ふるさぽからのお知らせ

― 新たな物件が動き出した夏の現地確認 ―

白山地区の空き家対策に向けた動きが、また一歩前へ進んだ。
この日の打ち合わせには、しらやま振興会からKさん、Hさん、Sさん、Oさん、公民館のMさん、そしてNHKのNさんを含む3名が参加。
ふるさぽからも加わり、地域・行政・メディア・支援団体が一堂に会する形となった。
現地の空気を共有しながら、今年度の空き家マッチングツアーに向けた物件確認が本格的に進められた。

◆ 物件確認と間取り作成 ― 新規物件も加わり、ラインナップが充実
昨年度のツアーで取り上げた物件に加え、今年は新たに掘り起こされた物件も複数登場した。
現地では、所有者の意向を丁寧に聞き取りながら、間取りの取得や状態確認が行われた。
特に印象的だったのは、「即入居可能」な物件が複数あったこと。
管理が行き届き、空き家とは思えないほど良好な状態の家がいくつも見つかり、今年のツアーは例年以上に魅力的なラインナップになりそうだ。

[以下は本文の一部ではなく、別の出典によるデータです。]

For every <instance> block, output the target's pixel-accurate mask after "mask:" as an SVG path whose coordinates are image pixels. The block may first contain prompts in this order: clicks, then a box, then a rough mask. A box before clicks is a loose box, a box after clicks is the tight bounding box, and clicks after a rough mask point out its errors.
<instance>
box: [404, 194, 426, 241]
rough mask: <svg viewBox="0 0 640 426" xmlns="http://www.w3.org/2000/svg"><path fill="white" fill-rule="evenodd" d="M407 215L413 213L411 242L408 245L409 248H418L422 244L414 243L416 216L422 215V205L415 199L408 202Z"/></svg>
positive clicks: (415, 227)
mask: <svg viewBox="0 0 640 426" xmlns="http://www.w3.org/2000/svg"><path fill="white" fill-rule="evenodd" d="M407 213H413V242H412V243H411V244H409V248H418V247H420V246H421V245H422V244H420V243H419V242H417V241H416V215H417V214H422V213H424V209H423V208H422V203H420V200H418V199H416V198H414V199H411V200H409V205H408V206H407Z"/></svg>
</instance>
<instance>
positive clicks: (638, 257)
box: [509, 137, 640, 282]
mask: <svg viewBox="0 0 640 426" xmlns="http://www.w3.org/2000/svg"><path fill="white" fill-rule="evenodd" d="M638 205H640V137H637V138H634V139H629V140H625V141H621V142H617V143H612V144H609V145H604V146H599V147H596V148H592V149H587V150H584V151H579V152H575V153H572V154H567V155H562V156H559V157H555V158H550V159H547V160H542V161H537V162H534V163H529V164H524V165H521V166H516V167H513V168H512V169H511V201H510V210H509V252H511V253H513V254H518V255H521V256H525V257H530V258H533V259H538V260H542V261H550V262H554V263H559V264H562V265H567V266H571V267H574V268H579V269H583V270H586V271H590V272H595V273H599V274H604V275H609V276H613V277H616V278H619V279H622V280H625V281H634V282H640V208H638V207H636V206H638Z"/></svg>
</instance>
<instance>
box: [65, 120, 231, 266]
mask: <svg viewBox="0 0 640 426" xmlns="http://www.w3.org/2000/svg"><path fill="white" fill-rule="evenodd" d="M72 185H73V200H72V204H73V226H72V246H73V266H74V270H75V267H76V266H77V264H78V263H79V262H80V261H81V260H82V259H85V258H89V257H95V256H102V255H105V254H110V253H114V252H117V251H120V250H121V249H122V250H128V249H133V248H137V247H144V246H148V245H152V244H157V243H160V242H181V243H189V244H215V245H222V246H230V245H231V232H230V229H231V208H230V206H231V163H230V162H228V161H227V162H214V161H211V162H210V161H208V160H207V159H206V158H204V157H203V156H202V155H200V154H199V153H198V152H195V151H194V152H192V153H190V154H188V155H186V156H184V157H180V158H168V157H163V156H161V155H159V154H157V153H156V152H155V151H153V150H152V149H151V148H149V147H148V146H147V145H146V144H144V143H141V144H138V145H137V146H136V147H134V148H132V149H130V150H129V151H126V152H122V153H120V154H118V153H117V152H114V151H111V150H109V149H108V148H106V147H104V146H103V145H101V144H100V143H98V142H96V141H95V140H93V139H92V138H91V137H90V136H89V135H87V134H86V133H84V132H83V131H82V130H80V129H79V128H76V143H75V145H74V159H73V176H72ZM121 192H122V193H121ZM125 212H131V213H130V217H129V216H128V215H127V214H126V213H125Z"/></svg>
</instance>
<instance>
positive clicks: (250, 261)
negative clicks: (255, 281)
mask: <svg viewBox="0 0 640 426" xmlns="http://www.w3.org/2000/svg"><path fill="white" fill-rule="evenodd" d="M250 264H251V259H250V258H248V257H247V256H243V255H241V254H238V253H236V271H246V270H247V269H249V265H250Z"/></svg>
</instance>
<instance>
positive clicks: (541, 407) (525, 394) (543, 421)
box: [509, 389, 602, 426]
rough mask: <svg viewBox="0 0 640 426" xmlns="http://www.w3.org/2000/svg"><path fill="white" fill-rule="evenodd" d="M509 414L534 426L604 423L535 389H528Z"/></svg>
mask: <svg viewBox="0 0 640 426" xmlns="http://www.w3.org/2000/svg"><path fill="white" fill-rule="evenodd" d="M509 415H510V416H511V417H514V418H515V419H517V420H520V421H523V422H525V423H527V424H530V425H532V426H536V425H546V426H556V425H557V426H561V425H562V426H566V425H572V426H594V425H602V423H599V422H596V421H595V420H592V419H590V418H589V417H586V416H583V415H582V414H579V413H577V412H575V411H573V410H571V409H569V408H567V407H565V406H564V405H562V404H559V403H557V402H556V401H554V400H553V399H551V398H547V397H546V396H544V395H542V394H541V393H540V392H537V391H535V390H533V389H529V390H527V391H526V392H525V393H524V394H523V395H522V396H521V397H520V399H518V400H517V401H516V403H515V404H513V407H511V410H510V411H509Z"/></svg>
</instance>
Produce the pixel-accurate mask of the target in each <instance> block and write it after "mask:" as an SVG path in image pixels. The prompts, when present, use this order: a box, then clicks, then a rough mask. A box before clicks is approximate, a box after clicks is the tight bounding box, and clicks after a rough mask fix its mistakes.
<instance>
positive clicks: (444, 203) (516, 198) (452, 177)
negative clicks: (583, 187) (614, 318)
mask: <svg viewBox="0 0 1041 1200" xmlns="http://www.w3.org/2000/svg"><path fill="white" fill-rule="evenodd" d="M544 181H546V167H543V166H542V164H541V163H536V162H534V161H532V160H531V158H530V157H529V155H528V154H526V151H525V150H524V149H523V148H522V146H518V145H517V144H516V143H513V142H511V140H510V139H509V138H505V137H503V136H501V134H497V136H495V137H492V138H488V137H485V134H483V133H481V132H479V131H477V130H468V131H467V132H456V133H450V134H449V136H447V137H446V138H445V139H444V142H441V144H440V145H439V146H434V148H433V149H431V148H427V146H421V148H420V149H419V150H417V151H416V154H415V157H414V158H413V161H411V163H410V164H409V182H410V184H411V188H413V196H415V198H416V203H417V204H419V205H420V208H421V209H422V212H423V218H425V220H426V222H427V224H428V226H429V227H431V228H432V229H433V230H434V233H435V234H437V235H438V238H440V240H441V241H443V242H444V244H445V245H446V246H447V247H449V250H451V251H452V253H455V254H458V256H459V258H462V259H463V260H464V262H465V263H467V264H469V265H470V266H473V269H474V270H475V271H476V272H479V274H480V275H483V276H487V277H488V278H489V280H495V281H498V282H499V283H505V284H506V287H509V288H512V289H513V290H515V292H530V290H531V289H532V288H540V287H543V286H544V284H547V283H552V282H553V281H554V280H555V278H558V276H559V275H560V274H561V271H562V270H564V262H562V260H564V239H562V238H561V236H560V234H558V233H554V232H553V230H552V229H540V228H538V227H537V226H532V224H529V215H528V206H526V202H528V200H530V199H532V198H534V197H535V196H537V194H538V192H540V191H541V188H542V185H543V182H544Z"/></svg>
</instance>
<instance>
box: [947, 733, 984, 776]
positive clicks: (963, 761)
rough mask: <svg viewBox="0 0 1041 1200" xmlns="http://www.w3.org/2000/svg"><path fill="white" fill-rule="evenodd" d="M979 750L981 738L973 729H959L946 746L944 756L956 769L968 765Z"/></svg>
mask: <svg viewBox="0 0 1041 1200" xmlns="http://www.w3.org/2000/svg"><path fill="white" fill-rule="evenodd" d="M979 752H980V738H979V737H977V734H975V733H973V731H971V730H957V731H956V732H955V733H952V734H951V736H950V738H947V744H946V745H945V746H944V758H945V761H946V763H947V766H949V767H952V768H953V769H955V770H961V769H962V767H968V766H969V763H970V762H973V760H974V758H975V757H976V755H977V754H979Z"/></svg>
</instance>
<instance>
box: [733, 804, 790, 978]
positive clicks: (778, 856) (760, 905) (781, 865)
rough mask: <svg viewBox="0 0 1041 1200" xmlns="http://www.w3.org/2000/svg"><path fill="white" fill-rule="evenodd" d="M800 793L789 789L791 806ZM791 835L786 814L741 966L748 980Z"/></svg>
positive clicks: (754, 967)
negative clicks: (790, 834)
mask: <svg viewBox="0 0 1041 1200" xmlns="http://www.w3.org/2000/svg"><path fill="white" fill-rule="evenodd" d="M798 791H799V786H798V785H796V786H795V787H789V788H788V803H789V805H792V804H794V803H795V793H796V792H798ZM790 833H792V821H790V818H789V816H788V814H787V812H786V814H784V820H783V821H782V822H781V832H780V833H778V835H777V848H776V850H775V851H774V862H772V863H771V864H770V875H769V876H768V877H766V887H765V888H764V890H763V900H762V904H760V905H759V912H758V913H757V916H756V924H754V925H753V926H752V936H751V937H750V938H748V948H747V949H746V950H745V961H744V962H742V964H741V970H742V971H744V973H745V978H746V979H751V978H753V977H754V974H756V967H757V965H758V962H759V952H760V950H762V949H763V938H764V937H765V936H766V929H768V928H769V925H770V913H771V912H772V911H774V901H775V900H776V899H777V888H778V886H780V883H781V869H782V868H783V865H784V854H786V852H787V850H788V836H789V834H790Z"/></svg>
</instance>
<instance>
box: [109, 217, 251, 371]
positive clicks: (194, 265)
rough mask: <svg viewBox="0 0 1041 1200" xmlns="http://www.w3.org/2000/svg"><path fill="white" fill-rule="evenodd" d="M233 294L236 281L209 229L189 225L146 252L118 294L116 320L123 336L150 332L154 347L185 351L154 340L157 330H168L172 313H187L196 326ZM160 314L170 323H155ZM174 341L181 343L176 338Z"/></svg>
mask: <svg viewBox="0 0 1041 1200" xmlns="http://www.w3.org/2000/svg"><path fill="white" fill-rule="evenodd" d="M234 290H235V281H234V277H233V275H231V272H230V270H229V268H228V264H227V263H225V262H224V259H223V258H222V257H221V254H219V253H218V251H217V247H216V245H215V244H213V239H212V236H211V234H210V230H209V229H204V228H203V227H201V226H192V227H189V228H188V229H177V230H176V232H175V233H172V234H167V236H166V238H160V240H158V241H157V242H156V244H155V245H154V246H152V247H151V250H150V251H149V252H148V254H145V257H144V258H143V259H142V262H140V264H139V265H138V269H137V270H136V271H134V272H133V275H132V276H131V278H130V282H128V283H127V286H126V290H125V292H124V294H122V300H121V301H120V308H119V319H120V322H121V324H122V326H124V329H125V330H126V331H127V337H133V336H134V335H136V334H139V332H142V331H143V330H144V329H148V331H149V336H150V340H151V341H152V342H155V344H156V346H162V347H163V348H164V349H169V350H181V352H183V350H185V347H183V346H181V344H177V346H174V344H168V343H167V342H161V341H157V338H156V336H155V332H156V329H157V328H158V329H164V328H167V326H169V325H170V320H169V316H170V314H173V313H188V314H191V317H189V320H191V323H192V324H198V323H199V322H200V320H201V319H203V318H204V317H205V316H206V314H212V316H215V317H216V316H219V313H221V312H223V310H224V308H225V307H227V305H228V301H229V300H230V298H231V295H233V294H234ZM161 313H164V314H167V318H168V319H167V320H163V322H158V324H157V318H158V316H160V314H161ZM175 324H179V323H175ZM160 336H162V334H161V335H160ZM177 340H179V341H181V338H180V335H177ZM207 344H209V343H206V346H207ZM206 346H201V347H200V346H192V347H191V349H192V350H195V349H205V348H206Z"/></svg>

◆ 物件ごとの状況 ― 所有者の想いと地域のつながりが動かす空き家活用
● 安養寺地区・T邸
Tさんは金沢在住だが、今回の打ち合わせに合わせて現地に足を運んでくれた。
建築業の経験を持つことから、間取り図は自ら手書きで作成。
その図面は精度が高く、家への愛着が伝わるものだった。
加藤会長の声掛けをきっかけに、ツアーへの参加を決断。
家は驚くほど綺麗で、日常的な管理も行き届いている。
「本当に空き家なのか」と思うほどの状態で、参加者にとっても魅力的な物件になることは間違いない。

● 安養寺地区・K邸
こちらの所有者は京都在住。
T邸の奥様から話を聞いたK邸の奥様が、「うちも出してみようか」と参加を決めた。
地域内で自然に情報がつながり、空き家活用の輪が広がっていく様子が印象的だった。
売却希望価格は300万円とされているが、実際には価格に強いこだわりはなく、柔軟に対応できるとのこと。
物件の状態も非常に良く、こちらも即入居可能。
白山地区の空き家活用の“好事例”となる可能性が高い。

● 土山地区・F邸
宗教法人が所有する庫裡で、売却は不可だが賃貸での提供が可能。
半年前まで地域おこし協力隊のメンバーが住んでいたため、掃除をすればすぐに住める状態だ。
間取りはまだ作成されておらず、今後の図面化が必要。
ツアーに向けて、こちらも準備が進んでいく。

◆ 間取り作成 ― 1級建築士の移住者が担当
今回の物件確認に合わせて、間取り作成を担当するのは、地域に移住してきた1級建築士の女性。
すでに作業に着手しており、9月中旬頃の完成を目標に進められている。
専門性と地域への思いを持つ人が関わることで、物件情報の質がさらに高まることが期待される。

◆ まとめ ― 白山地区の空き家が“動き始めた”日
今回の現地確認では、物件の状態だけでなく、所有者の想い、地域内のつながり、そして活用に向けた前向きな空気が随所に感じられた。
白山地区の空き家は、ただの“空いた家”ではなく、
人と人のつながりで動き出す地域資源だということが、改めて実感できる打ち合わせだった。